Usage example: separate IG clones by isotypes:

> mixcr assemble -OseparateByC=true alignments.vdjca output.clns


## Clustering parameters

Parameters that control clustering procedure and determines the rules for the frequency-based correction of PCR and sequencing errors:

-OcloneClusteringParameters.searchDepth=2
Maximum number of cluster layers (not including head).
-OcloneClusteringParameters.allowedMutationsInNRegions=1
Maximum allowed number of mutations in N regions (non-template nucleotides in VD, DJ or VJ junctions): if two fuzzy matched clonal sequences will contain more than allowedMutationsInNRegions mismatches in N-regions, they will not be clustered together (one cannot be a direct child of another).
-OcloneClusteringParameters.searchParameters=twoMismatchesOrIndels
Parameters that control fuzzy match criteria between clones in adjacent layers. Available predefined values: oneMismatch, oneIndel, oneMismatchOrIndel, twoMismatches, twoIndels, twoMismatchesOrIndels, ..., fourMismatchesOrIndels. By default, twoMismatchesOrIndels allows two mismatches or indels (not more than two errors of both types) between two adjacent clones (parent and direct child).
-OcloneClusteringParameters.clusteringFilter.specificMutationProbability=1E-3
Probability of a single nucleotide mutation in clonal sequence which has non-hypermutation origin (i.e. PCR or sequencing error).
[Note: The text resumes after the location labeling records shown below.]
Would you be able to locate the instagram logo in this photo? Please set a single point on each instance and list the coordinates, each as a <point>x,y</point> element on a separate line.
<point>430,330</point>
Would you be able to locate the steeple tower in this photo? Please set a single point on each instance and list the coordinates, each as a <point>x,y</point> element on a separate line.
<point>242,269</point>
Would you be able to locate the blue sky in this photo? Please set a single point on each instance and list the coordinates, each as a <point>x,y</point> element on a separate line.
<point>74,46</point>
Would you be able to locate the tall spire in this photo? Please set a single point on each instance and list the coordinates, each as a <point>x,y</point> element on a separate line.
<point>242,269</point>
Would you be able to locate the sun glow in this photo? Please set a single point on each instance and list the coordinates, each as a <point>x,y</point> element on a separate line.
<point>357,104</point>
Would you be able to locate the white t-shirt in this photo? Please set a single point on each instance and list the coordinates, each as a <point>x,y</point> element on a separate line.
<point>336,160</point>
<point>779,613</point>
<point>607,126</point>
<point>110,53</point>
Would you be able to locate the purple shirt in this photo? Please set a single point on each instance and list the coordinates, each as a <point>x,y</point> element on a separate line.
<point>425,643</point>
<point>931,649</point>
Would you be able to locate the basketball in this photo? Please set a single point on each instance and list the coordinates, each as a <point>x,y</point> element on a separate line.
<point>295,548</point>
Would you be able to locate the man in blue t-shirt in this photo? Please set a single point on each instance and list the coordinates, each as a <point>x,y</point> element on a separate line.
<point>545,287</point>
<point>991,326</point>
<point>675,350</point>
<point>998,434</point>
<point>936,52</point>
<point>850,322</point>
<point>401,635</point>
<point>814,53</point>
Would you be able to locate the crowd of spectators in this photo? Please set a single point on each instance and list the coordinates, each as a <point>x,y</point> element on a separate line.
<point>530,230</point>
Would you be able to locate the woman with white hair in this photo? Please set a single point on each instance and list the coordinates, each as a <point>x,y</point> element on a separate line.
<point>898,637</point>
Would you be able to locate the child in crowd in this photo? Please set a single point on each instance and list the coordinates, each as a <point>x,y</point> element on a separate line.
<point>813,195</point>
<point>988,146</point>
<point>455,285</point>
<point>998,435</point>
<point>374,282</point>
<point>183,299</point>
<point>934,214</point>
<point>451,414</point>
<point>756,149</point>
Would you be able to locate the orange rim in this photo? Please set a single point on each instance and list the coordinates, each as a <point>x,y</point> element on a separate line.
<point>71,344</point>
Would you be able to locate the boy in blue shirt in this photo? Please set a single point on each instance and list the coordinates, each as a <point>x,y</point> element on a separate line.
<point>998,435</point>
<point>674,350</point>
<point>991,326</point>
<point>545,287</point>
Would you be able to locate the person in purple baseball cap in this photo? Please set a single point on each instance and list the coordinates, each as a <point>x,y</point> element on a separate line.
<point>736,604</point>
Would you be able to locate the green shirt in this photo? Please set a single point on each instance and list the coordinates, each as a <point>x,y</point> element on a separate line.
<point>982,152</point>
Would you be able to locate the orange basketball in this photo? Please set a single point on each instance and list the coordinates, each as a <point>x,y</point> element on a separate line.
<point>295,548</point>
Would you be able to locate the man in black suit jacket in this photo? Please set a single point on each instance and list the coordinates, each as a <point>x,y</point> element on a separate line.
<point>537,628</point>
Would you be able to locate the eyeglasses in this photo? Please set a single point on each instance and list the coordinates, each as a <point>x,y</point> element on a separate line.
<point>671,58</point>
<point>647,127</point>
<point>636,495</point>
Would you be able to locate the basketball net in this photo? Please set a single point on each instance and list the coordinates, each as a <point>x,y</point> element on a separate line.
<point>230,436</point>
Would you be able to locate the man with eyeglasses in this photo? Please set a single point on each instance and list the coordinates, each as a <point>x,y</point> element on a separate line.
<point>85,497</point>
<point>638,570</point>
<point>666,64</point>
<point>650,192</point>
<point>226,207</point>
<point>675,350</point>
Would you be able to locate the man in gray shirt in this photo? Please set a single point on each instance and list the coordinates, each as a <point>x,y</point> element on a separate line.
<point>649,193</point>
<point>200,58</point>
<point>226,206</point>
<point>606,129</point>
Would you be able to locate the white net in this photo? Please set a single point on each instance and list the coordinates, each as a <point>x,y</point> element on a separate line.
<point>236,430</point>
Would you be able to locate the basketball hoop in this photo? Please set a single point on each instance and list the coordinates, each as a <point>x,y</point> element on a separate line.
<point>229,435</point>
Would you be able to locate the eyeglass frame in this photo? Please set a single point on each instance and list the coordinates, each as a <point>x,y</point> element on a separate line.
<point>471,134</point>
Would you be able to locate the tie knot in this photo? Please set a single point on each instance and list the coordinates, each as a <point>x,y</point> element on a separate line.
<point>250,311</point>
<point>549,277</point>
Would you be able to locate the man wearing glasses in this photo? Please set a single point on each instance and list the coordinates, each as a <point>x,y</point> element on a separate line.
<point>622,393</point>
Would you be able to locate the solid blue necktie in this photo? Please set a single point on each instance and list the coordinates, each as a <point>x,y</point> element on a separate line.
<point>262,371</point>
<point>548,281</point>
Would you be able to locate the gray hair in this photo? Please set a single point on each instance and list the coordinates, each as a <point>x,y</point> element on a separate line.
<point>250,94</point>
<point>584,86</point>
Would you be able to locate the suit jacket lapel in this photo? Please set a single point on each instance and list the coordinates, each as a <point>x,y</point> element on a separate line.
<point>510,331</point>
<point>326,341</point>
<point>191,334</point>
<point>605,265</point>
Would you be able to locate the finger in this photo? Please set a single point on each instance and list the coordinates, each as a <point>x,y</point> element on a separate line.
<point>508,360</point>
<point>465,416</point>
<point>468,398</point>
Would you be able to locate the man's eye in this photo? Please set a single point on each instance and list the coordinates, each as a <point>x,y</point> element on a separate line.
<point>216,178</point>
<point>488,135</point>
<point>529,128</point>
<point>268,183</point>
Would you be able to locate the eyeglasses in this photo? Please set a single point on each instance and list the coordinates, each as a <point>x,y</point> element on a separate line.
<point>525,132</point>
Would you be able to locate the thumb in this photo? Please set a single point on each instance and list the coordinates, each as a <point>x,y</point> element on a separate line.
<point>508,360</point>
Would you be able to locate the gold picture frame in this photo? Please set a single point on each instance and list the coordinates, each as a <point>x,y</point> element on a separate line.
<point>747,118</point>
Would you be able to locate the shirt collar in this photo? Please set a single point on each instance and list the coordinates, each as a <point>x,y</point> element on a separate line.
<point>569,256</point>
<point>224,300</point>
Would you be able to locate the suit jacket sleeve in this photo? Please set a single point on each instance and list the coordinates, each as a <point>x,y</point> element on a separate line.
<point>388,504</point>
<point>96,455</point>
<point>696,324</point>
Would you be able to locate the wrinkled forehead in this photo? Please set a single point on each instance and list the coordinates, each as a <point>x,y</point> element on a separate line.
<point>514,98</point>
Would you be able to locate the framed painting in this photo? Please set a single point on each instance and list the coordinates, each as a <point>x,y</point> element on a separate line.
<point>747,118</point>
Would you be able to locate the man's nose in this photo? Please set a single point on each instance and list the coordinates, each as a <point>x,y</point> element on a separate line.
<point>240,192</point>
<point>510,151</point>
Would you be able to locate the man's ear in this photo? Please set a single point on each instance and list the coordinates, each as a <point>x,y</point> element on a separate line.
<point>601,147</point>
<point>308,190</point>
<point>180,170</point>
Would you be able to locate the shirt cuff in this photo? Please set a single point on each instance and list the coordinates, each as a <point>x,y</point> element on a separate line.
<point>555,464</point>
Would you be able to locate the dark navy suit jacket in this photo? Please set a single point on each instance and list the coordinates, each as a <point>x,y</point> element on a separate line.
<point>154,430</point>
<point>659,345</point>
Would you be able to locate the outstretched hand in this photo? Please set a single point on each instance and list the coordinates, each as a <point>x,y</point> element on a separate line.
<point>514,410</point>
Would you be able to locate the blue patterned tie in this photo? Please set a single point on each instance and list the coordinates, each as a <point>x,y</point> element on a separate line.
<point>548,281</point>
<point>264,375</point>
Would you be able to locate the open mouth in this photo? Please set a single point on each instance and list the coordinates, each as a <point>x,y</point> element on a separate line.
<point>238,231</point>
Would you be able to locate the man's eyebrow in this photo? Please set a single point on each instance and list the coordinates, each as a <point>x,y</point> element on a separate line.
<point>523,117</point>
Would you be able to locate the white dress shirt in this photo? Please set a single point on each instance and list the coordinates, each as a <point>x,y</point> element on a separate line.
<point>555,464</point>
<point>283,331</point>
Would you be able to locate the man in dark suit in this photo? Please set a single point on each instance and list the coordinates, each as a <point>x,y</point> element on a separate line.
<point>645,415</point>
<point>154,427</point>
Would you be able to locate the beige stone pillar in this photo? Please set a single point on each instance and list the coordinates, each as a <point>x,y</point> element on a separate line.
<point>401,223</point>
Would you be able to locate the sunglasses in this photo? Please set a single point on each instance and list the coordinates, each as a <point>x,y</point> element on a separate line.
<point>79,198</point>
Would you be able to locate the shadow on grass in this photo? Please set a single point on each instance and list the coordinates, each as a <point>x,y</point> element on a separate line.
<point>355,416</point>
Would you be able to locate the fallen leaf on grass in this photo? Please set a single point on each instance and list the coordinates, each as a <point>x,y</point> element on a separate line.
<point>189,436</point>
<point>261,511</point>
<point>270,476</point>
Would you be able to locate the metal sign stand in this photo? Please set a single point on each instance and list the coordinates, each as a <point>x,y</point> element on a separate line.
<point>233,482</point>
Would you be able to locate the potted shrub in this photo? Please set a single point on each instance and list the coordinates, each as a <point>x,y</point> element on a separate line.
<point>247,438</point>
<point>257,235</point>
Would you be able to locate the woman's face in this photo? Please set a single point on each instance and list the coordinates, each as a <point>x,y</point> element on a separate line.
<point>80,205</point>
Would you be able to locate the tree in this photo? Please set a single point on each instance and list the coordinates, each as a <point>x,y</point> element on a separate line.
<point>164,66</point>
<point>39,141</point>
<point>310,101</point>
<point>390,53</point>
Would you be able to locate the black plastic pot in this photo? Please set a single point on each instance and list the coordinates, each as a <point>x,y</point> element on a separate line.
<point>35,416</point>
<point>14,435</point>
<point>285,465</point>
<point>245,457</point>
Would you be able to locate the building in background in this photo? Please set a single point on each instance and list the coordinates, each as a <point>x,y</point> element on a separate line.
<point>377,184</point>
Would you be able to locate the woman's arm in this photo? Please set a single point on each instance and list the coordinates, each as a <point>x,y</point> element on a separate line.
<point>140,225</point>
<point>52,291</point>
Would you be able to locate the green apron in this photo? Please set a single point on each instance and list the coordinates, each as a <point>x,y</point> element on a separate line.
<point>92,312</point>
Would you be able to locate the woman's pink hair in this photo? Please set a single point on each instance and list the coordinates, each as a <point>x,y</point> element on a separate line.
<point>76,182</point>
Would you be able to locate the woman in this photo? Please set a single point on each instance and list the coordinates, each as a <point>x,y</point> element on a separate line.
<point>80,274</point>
This parameter controls relative counts between two clones in adjacent layers: a smaller clone can be attached to a larger one if its count smaller than count of parent multiplied by (clonalSequenceLength * specificMutationProbability) ^ numberOfMutations

Usage example: change maximum allowed number of mutations:

> mixcr assemble -OcloneClusteringParameters.searchParameters=oneMismatchOrIndel alignments.vdjca output.clns


Turn clustering off:

> mixcr assemble -OcloneClusteringParameters=null alignments.vdjca output.clns


## Hardware recommendations

Assembly step is memory consuming. Reading and decompression of .vdjca file is handled in parallel and highly efficient way. MiXCR needs amount of RAM sufficient to store clonotype table in memory. In an exterme case of one million of full-length UMI-assembled clonotypes, it is recommended to supply at least 32GB of RAM. Speed almost does not scale with the increase of CPU.